It is puzzling to read excited media speculation about the possible ‘turn-out’ at the General Election. One writer could hardly contain himself at the thought that it might be ‘as high as 60 per cent’. Is that high? It rather sounds as if forty out of every hundred either don’t know who to vote for or simply can’t be bothered. But which is it?
Undoubtedly there are those who find the effort of walking down the road every five years too big a burden. But the possibility is that millions are utterly disillusioned with Brown, Cameron and Clegg alike and cannot bring themselves to support any of them. If they represent a large slice of the silent 40 per cent our democracy is in a sad state. Then again the turn-out has been at these levels for many decades and maybe the lazy-bones have it.
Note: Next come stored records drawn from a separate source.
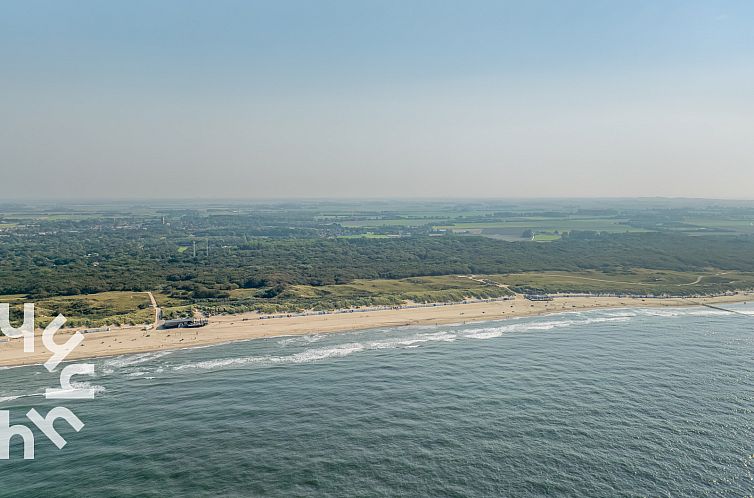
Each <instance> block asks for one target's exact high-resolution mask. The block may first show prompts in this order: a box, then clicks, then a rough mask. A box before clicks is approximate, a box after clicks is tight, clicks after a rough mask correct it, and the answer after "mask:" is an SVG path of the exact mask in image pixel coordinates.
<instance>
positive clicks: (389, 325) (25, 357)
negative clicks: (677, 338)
mask: <svg viewBox="0 0 754 498" xmlns="http://www.w3.org/2000/svg"><path fill="white" fill-rule="evenodd" d="M752 299H754V294H751V293H748V294H747V293H740V294H736V295H733V296H720V297H711V298H671V299H649V298H647V299H642V298H620V297H557V298H555V299H554V300H553V301H528V300H526V299H524V298H523V297H522V296H516V299H513V300H509V301H493V302H469V303H466V304H452V305H443V306H434V307H433V306H429V307H420V308H400V309H385V310H368V311H360V312H354V313H334V314H324V315H305V316H291V317H283V318H269V319H260V317H261V316H262V315H259V314H257V313H244V314H238V315H227V316H217V317H212V318H210V320H209V325H207V326H206V327H201V328H195V329H171V330H147V331H145V330H143V328H139V327H132V328H117V329H112V330H111V331H109V332H92V333H87V334H85V339H84V341H83V342H82V343H81V344H80V345H79V346H78V347H77V348H76V350H75V351H74V352H73V353H71V355H69V356H68V358H67V359H68V360H79V359H84V358H98V357H105V356H117V355H123V354H130V353H143V352H150V351H160V350H168V349H180V348H188V347H194V346H201V345H210V344H221V343H226V342H233V341H240V340H248V339H257V338H262V337H280V336H289V335H305V334H327V333H335V332H346V331H352V330H363V329H372V328H385V327H401V326H407V325H440V324H450V323H463V322H479V321H487V320H499V319H504V318H512V317H520V316H530V315H542V314H548V313H557V312H561V311H576V310H579V311H582V310H588V309H598V308H621V307H647V308H656V307H672V306H695V305H699V304H712V305H720V304H724V303H732V302H744V301H749V300H752ZM74 332H75V331H74V330H65V331H60V332H58V334H56V336H55V337H56V341H57V342H58V343H63V342H65V340H67V338H68V337H69V336H70V334H73V333H74ZM0 337H2V336H0ZM49 357H50V353H49V352H48V351H47V350H46V349H45V348H44V347H43V345H42V341H41V331H37V337H36V345H35V352H34V353H24V352H23V342H22V341H21V340H20V339H9V340H7V341H6V342H2V343H0V366H17V365H30V364H40V363H44V362H45V361H46V360H47V359H48V358H49Z"/></svg>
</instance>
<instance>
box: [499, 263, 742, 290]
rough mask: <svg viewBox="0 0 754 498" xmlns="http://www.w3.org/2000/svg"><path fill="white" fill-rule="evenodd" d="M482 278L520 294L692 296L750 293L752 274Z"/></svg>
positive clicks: (666, 270)
mask: <svg viewBox="0 0 754 498" xmlns="http://www.w3.org/2000/svg"><path fill="white" fill-rule="evenodd" d="M485 278H487V279H490V280H493V281H496V282H500V283H503V284H506V285H508V286H509V287H510V288H511V289H513V290H515V291H517V292H523V293H540V292H542V293H593V294H601V293H617V294H630V295H645V294H652V295H675V296H696V295H705V294H717V293H723V292H726V291H728V290H732V289H739V290H744V289H754V273H752V272H736V271H727V272H721V271H699V272H680V271H667V270H647V269H623V270H615V271H595V270H589V271H580V272H573V273H571V272H527V273H515V274H510V275H488V276H485Z"/></svg>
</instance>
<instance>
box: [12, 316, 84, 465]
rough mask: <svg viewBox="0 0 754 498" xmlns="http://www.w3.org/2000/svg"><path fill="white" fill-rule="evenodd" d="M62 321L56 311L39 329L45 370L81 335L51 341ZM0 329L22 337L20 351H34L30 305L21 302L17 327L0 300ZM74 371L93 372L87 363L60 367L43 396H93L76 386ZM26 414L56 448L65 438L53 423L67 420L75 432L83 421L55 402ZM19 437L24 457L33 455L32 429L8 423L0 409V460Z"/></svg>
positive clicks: (59, 326) (33, 333) (32, 455)
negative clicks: (44, 348)
mask: <svg viewBox="0 0 754 498" xmlns="http://www.w3.org/2000/svg"><path fill="white" fill-rule="evenodd" d="M63 324H65V317H64V316H63V315H58V316H57V317H56V318H55V319H54V320H53V321H52V322H50V324H49V325H48V326H47V327H45V329H44V331H43V332H42V345H43V346H44V348H45V349H46V350H47V351H48V352H50V354H51V356H50V358H49V359H48V360H47V361H46V362H45V363H44V367H45V368H46V369H47V371H49V372H54V371H55V370H56V369H57V368H58V366H59V365H60V363H61V362H62V361H64V360H65V359H66V357H68V355H69V354H70V353H71V352H72V351H73V350H74V349H75V348H76V346H78V345H79V344H81V341H83V340H84V335H83V334H82V333H81V332H76V333H74V334H73V335H72V336H71V337H70V338H69V339H68V340H67V341H66V342H65V343H63V344H58V343H57V342H55V334H56V333H57V332H58V330H60V327H62V326H63ZM0 330H2V333H3V334H5V335H6V336H8V337H11V338H23V341H24V353H34V348H35V342H34V305H33V304H28V303H27V304H24V322H23V325H21V327H19V328H15V327H13V326H11V324H10V305H8V304H0ZM74 375H94V365H93V364H91V363H74V364H72V365H67V366H66V367H64V368H63V369H61V371H60V388H52V389H46V390H45V398H46V399H54V400H64V399H76V400H80V399H94V389H89V388H77V387H75V386H74V385H73V384H72V382H71V379H72V377H73V376H74ZM26 417H27V418H28V419H29V420H30V421H31V423H32V424H34V425H35V426H36V427H37V429H39V430H40V431H42V433H43V434H44V435H45V436H47V438H48V439H49V440H50V441H52V443H53V444H54V445H55V446H57V448H58V449H61V448H63V447H64V446H65V445H66V443H67V442H66V440H65V439H64V438H63V437H62V436H61V435H60V433H59V432H58V431H57V430H56V429H55V427H54V426H53V424H54V423H55V421H56V420H58V419H61V418H62V419H63V420H65V421H66V422H68V425H70V426H71V427H72V428H73V430H74V431H76V432H79V431H80V430H81V429H82V428H83V427H84V423H83V422H82V421H81V420H80V419H79V418H78V417H77V416H76V415H75V414H74V413H73V412H72V411H71V410H69V409H68V408H65V407H62V406H58V407H55V408H53V409H52V410H50V411H49V412H47V415H45V416H42V415H41V414H40V413H39V412H38V411H37V410H35V409H34V408H32V409H31V410H29V411H28V413H27V414H26ZM16 436H17V437H20V438H21V439H22V440H23V443H24V459H26V460H33V459H34V445H35V441H34V433H33V432H32V431H31V429H30V428H29V427H28V426H26V425H13V426H12V425H10V411H8V410H0V460H9V459H10V442H11V439H12V438H13V437H16Z"/></svg>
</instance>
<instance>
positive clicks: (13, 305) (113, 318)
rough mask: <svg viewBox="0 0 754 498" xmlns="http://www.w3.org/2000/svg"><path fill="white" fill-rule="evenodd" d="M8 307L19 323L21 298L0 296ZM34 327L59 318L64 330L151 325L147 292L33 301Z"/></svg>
mask: <svg viewBox="0 0 754 498" xmlns="http://www.w3.org/2000/svg"><path fill="white" fill-rule="evenodd" d="M0 302H4V303H10V304H11V309H13V310H14V315H13V316H14V317H15V318H16V319H19V320H20V319H22V309H23V303H24V302H29V301H28V300H27V298H26V296H24V295H14V296H0ZM34 312H35V318H36V325H37V326H42V327H44V326H46V325H47V324H48V323H49V322H50V321H51V320H52V319H53V318H55V317H56V316H57V315H58V314H63V315H64V316H65V317H66V326H67V327H102V326H107V325H136V324H141V323H152V321H153V319H154V311H153V310H152V308H151V307H150V301H149V297H148V296H147V294H146V292H102V293H99V294H85V295H80V296H59V297H52V298H48V299H41V300H36V301H34Z"/></svg>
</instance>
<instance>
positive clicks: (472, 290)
mask: <svg viewBox="0 0 754 498" xmlns="http://www.w3.org/2000/svg"><path fill="white" fill-rule="evenodd" d="M258 293H259V291H258V290H254V289H237V290H234V291H232V292H231V297H232V298H234V299H237V300H244V299H253V298H255V296H257V294H258ZM511 294H512V293H511V292H510V291H508V290H507V289H505V288H501V287H497V286H495V285H487V284H484V283H482V282H478V281H475V280H472V279H469V278H464V277H460V276H454V275H448V276H432V277H414V278H405V279H399V280H382V279H379V280H354V281H353V282H351V283H349V284H339V285H323V286H316V287H315V286H310V285H295V286H291V287H290V288H288V289H287V290H286V292H285V293H284V294H283V295H282V296H281V297H280V299H279V300H278V302H279V304H280V305H283V306H290V307H291V309H309V308H314V309H336V308H350V307H357V306H393V305H398V304H402V303H405V302H409V301H410V302H417V303H428V302H443V301H454V302H455V301H463V300H464V299H469V298H492V297H500V296H505V295H511Z"/></svg>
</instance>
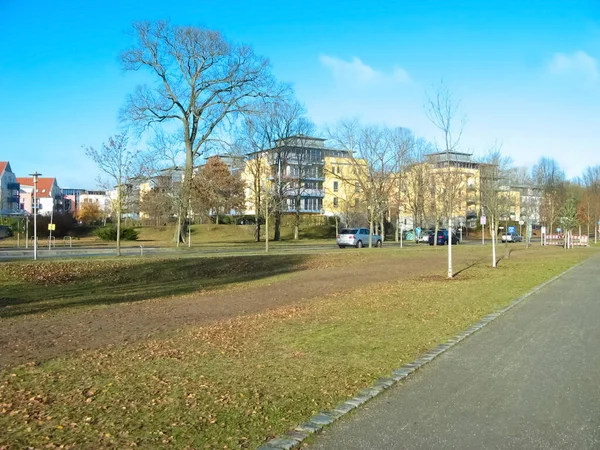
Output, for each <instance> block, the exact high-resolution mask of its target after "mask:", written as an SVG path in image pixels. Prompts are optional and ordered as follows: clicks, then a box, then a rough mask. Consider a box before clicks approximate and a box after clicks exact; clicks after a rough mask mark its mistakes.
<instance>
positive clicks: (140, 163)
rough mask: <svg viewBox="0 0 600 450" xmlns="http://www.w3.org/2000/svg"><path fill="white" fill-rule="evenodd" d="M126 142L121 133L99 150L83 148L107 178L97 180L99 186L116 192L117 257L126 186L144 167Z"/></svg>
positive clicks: (143, 168)
mask: <svg viewBox="0 0 600 450" xmlns="http://www.w3.org/2000/svg"><path fill="white" fill-rule="evenodd" d="M127 141H128V139H127V135H126V134H125V133H122V134H117V135H115V136H112V137H110V138H109V139H108V142H107V143H103V144H102V146H101V147H100V148H94V147H87V148H85V147H84V149H85V153H86V155H87V156H88V157H90V158H91V159H92V160H93V161H94V162H95V163H96V165H97V166H98V168H99V169H100V170H101V171H102V172H104V174H105V175H106V176H107V178H108V179H107V180H105V181H103V180H102V179H99V180H98V181H99V184H100V185H102V186H103V187H105V188H106V189H114V188H116V191H117V198H116V201H115V203H114V208H115V213H116V216H117V256H120V255H121V216H122V214H123V211H124V205H125V197H126V193H125V190H126V186H127V184H128V183H129V181H130V180H132V179H133V178H136V177H140V175H141V174H143V173H144V167H145V166H146V164H145V160H144V158H143V154H142V153H141V152H139V151H137V150H131V149H130V148H129V147H128V145H127Z"/></svg>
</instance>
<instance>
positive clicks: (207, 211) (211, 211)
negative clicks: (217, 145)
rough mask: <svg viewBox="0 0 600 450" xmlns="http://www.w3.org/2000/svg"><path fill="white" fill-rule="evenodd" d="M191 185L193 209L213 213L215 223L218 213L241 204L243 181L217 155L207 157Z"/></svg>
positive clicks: (224, 213) (227, 210)
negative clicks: (202, 165) (192, 182)
mask: <svg viewBox="0 0 600 450" xmlns="http://www.w3.org/2000/svg"><path fill="white" fill-rule="evenodd" d="M192 187H193V188H192V206H193V209H194V210H199V211H204V212H205V213H207V214H209V215H210V214H214V216H215V222H216V223H217V224H218V223H219V214H229V213H230V212H231V210H238V209H240V208H241V207H242V206H243V203H244V183H243V181H242V180H241V178H240V177H239V176H238V175H237V174H234V173H232V172H231V171H230V168H229V167H228V166H227V164H225V163H224V162H223V161H222V160H221V158H219V157H217V156H213V157H211V158H208V160H207V161H206V164H204V165H203V166H202V167H201V168H200V170H199V171H198V173H197V174H196V175H195V176H194V178H193V183H192Z"/></svg>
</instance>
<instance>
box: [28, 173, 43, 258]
mask: <svg viewBox="0 0 600 450" xmlns="http://www.w3.org/2000/svg"><path fill="white" fill-rule="evenodd" d="M29 175H31V176H32V177H33V207H32V211H33V259H34V260H37V210H38V207H37V179H38V177H39V176H40V175H41V173H37V171H36V172H34V173H30V174H29Z"/></svg>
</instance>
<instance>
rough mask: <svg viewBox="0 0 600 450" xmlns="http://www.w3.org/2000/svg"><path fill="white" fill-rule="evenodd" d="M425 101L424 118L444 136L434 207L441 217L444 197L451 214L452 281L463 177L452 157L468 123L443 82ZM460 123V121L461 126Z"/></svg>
mask: <svg viewBox="0 0 600 450" xmlns="http://www.w3.org/2000/svg"><path fill="white" fill-rule="evenodd" d="M426 98H427V100H426V103H425V114H426V116H427V118H428V119H429V121H430V122H431V123H432V124H433V125H434V126H435V127H436V128H438V129H439V130H440V131H441V132H442V135H443V138H444V141H443V142H444V143H443V148H442V149H441V151H443V152H446V155H447V158H446V159H447V162H448V170H442V171H441V177H440V176H439V174H436V178H437V180H438V181H439V182H441V183H442V186H441V187H438V185H439V183H436V189H435V197H436V198H435V199H434V201H433V204H434V211H435V213H436V216H438V215H439V212H440V209H439V203H438V198H440V197H441V198H442V205H443V206H444V207H443V208H442V211H443V210H444V209H446V210H447V211H448V278H452V277H453V276H454V273H453V270H452V214H453V212H454V209H453V208H454V207H455V203H456V201H457V200H458V197H459V192H460V187H459V183H460V179H461V178H462V177H461V176H459V175H458V174H457V171H455V170H452V169H450V158H449V153H450V152H453V151H456V149H457V148H458V145H459V143H460V139H461V137H462V133H463V130H464V126H465V122H466V119H465V117H464V116H462V117H461V118H460V120H459V118H458V117H457V116H458V112H459V107H460V101H459V100H455V99H454V97H453V96H452V94H451V92H450V91H449V89H448V88H447V87H446V85H445V84H444V83H443V81H442V82H440V84H439V85H438V86H437V87H434V89H433V92H430V93H427V94H426ZM457 121H459V123H458V124H457ZM440 194H441V195H440ZM436 219H437V217H436ZM437 224H438V222H437V221H436V231H435V233H436V237H435V239H434V242H435V243H437Z"/></svg>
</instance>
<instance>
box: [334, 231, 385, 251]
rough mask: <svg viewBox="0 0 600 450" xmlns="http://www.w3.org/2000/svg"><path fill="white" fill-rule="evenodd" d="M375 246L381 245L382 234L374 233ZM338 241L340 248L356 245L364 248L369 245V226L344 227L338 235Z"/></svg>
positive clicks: (381, 243)
mask: <svg viewBox="0 0 600 450" xmlns="http://www.w3.org/2000/svg"><path fill="white" fill-rule="evenodd" d="M372 242H373V247H381V245H382V241H381V236H379V235H378V234H374V235H373V241H372ZM336 243H337V245H338V246H339V247H340V248H345V247H356V248H363V247H368V246H369V229H368V228H344V229H342V230H340V234H338V235H337V239H336Z"/></svg>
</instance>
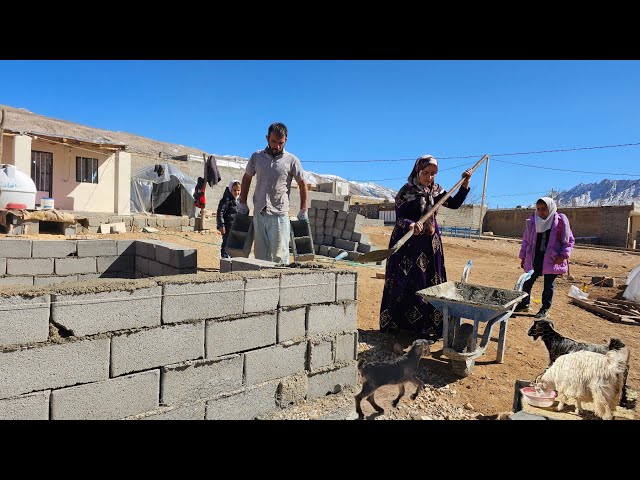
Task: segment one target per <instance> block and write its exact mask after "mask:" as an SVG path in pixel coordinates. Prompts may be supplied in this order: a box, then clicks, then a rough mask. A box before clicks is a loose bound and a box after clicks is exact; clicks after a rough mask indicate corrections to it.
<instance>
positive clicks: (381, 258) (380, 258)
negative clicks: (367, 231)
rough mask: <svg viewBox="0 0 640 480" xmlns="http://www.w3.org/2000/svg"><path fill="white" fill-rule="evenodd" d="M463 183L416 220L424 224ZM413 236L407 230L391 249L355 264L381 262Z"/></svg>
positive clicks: (476, 167)
mask: <svg viewBox="0 0 640 480" xmlns="http://www.w3.org/2000/svg"><path fill="white" fill-rule="evenodd" d="M488 159H489V155H484V156H483V157H482V158H481V159H480V160H478V161H477V162H476V164H475V165H474V166H473V167H471V173H473V171H474V170H475V169H476V168H478V167H479V166H480V164H481V163H482V162H484V161H485V160H488ZM463 182H464V178H461V179H460V180H458V183H456V184H455V185H454V186H453V187H452V188H451V190H449V191H448V192H447V193H446V194H445V196H444V197H442V198H441V199H440V200H439V201H438V203H436V204H435V205H434V206H433V208H432V209H431V210H429V211H428V212H427V213H425V214H424V215H423V216H422V217H420V220H418V221H419V222H422V223H424V222H425V220H427V219H428V218H429V217H430V216H432V215H433V214H434V213H436V211H437V210H438V208H440V206H441V205H442V204H443V203H444V202H446V201H447V199H448V198H449V197H450V196H451V195H453V192H455V191H456V189H457V188H458V187H459V186H460V185H462V183H463ZM412 236H413V230H409V231H408V232H407V233H405V234H404V236H403V237H402V238H401V239H400V240H398V241H397V242H396V244H395V245H394V246H393V247H391V248H387V249H386V250H373V251H371V252H369V253H365V254H364V255H361V256H360V257H359V258H358V259H357V260H356V262H358V263H371V262H381V261H382V260H385V259H387V258H389V257H390V256H391V255H393V254H394V253H396V252H397V251H398V250H399V249H400V247H402V245H404V244H405V242H406V241H407V240H409V239H410V238H411V237H412Z"/></svg>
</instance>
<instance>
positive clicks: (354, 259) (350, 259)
mask: <svg viewBox="0 0 640 480" xmlns="http://www.w3.org/2000/svg"><path fill="white" fill-rule="evenodd" d="M362 255H364V253H360V252H347V258H348V259H349V260H351V261H352V262H356V261H358V259H359V258H360V257H361V256H362Z"/></svg>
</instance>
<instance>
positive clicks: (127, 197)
mask: <svg viewBox="0 0 640 480" xmlns="http://www.w3.org/2000/svg"><path fill="white" fill-rule="evenodd" d="M2 142H3V148H2V160H1V163H7V164H11V165H15V166H16V168H17V169H18V170H20V171H21V172H23V173H25V174H28V175H30V176H31V178H32V180H33V181H34V182H35V184H36V188H37V190H38V193H37V196H36V205H38V204H40V199H41V198H53V199H54V203H55V208H57V209H62V210H76V211H84V212H105V213H115V214H118V215H127V214H129V213H130V195H131V186H130V181H131V154H129V153H127V152H125V151H124V149H125V148H126V145H122V144H114V143H96V142H89V141H86V140H80V139H77V138H73V137H68V136H61V135H55V134H40V133H35V132H15V131H12V130H8V129H5V130H4V135H3V138H2Z"/></svg>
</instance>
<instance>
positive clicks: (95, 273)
mask: <svg viewBox="0 0 640 480" xmlns="http://www.w3.org/2000/svg"><path fill="white" fill-rule="evenodd" d="M98 278H100V274H99V273H83V274H78V281H79V282H84V281H85V280H97V279H98Z"/></svg>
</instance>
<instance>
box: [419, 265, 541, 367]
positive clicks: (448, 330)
mask: <svg viewBox="0 0 640 480" xmlns="http://www.w3.org/2000/svg"><path fill="white" fill-rule="evenodd" d="M532 274H533V270H530V271H528V272H526V273H524V274H522V275H521V276H520V278H519V279H518V281H517V282H516V285H515V287H514V289H513V290H506V289H502V288H495V287H485V286H482V285H474V284H471V283H466V282H453V281H449V282H445V283H441V284H440V285H435V286H433V287H428V288H425V289H422V290H418V291H417V292H416V295H420V296H421V297H422V298H423V299H424V300H425V301H427V302H429V303H430V304H431V305H433V306H434V307H435V308H436V309H438V310H439V311H440V312H441V313H442V317H443V325H442V344H443V348H442V353H443V355H445V356H446V357H447V358H449V359H450V360H451V366H452V369H453V371H454V373H456V374H457V375H460V376H462V377H466V376H468V375H469V374H470V373H471V371H472V369H473V366H474V365H475V361H476V359H477V358H478V357H481V356H482V355H483V354H484V352H485V350H486V349H487V345H488V344H489V340H490V339H491V331H492V330H493V327H494V326H495V325H496V324H498V323H499V324H500V333H499V336H498V354H497V357H496V360H497V361H498V363H502V362H503V361H504V350H505V341H506V338H507V320H508V319H509V317H510V316H511V314H512V313H513V311H514V310H515V308H516V305H517V304H518V303H520V301H521V300H522V299H523V298H525V297H526V296H527V293H525V292H523V291H522V286H523V285H524V282H525V281H527V280H528V279H529V278H530V277H531V275H532ZM463 318H467V319H470V320H472V321H473V324H469V323H462V322H461V319H463ZM480 323H485V326H484V330H483V332H482V340H481V342H480V345H478V327H479V325H480Z"/></svg>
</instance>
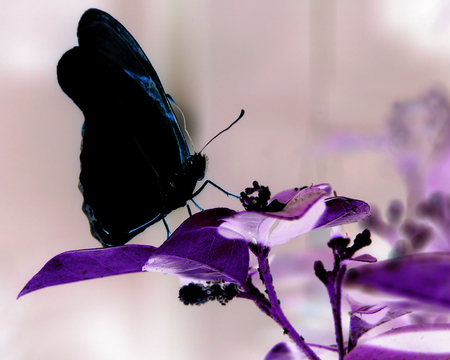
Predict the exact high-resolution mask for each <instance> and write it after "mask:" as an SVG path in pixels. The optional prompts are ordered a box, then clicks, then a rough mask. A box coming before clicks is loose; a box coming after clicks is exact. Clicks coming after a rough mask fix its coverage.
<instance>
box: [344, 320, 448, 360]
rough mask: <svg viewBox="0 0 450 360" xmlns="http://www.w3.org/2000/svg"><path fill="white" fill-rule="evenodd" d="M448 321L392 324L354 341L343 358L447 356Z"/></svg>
mask: <svg viewBox="0 0 450 360" xmlns="http://www.w3.org/2000/svg"><path fill="white" fill-rule="evenodd" d="M449 338H450V325H449V324H426V325H409V326H404V327H401V328H396V329H393V330H390V331H387V332H385V333H383V334H381V335H378V336H376V337H374V338H372V339H369V340H367V341H366V342H364V343H363V344H360V345H358V346H357V347H356V348H355V349H353V350H352V351H351V352H350V353H349V354H348V355H347V356H346V357H345V360H361V359H364V360H379V359H383V360H404V359H408V360H443V359H448V358H450V344H449V341H448V339H449Z"/></svg>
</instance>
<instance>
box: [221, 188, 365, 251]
mask: <svg viewBox="0 0 450 360" xmlns="http://www.w3.org/2000/svg"><path fill="white" fill-rule="evenodd" d="M254 185H257V186H254V188H253V189H255V188H257V187H258V186H259V185H258V184H257V183H256V182H255V183H254ZM259 188H261V187H259ZM269 194H270V193H269ZM330 194H331V187H330V185H329V184H319V185H311V186H309V187H303V188H294V189H289V190H285V191H282V192H280V193H278V194H277V195H275V196H274V197H272V198H271V199H270V201H268V202H267V204H264V201H258V198H252V197H249V198H248V199H249V200H250V201H252V203H251V204H250V205H254V204H257V205H258V206H259V205H261V204H260V203H262V206H260V207H259V210H258V209H257V210H256V211H254V210H252V206H250V209H251V210H250V211H242V212H239V213H236V214H234V215H231V216H229V217H227V218H225V219H224V223H222V224H221V225H220V226H219V229H220V231H219V233H220V234H221V235H223V236H225V237H228V236H229V235H228V234H227V233H226V231H225V230H232V231H233V234H235V233H239V234H240V235H241V236H242V237H243V238H244V239H245V240H246V241H247V242H249V243H254V244H256V243H259V244H261V245H263V246H265V247H269V248H270V247H272V246H274V245H279V244H284V243H286V242H288V241H289V240H292V239H293V238H296V237H298V236H299V235H302V234H304V233H307V232H308V231H311V230H314V229H319V228H323V227H333V226H337V225H342V224H347V223H352V222H357V221H360V220H364V219H366V218H368V217H369V216H370V207H369V205H368V204H367V203H365V202H364V201H360V200H355V199H350V198H346V197H342V196H335V197H329V196H330ZM258 206H257V207H258ZM272 209H276V211H272Z"/></svg>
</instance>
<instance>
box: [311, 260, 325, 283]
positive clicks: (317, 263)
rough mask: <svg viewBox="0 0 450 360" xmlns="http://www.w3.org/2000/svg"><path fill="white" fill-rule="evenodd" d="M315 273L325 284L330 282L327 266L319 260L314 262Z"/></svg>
mask: <svg viewBox="0 0 450 360" xmlns="http://www.w3.org/2000/svg"><path fill="white" fill-rule="evenodd" d="M314 272H315V274H316V276H317V277H318V278H319V280H320V281H322V282H323V283H324V284H326V283H327V282H328V279H327V271H326V270H325V266H323V262H322V261H320V260H317V261H315V262H314Z"/></svg>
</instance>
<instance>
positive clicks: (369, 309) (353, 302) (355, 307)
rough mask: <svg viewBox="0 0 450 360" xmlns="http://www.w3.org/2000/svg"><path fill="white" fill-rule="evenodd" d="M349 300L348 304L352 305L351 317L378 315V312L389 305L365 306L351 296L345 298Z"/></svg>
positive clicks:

Some experts argue that we need to know. They go on to contend that there is a way. Voting should be, they argue, mandatory but the ballot paper should include an additional line reading ‘none of them’. One imagines that the establishment would not like this prospect, one that could become a nightmare fo it should the largest vote be recorded for the ‘none’.
But it could lead to the re-emergence of Independents, it could even lead to news of a new Party. Who knows? But it would be fascinating to know why it is that a huge slice of the population never exercises the franchise that pioneers fought so hard for.
Alas, it is hard to believe that such a truly democratic move will ever take place. After all, Turkeys are renowned for not voting for Christmas!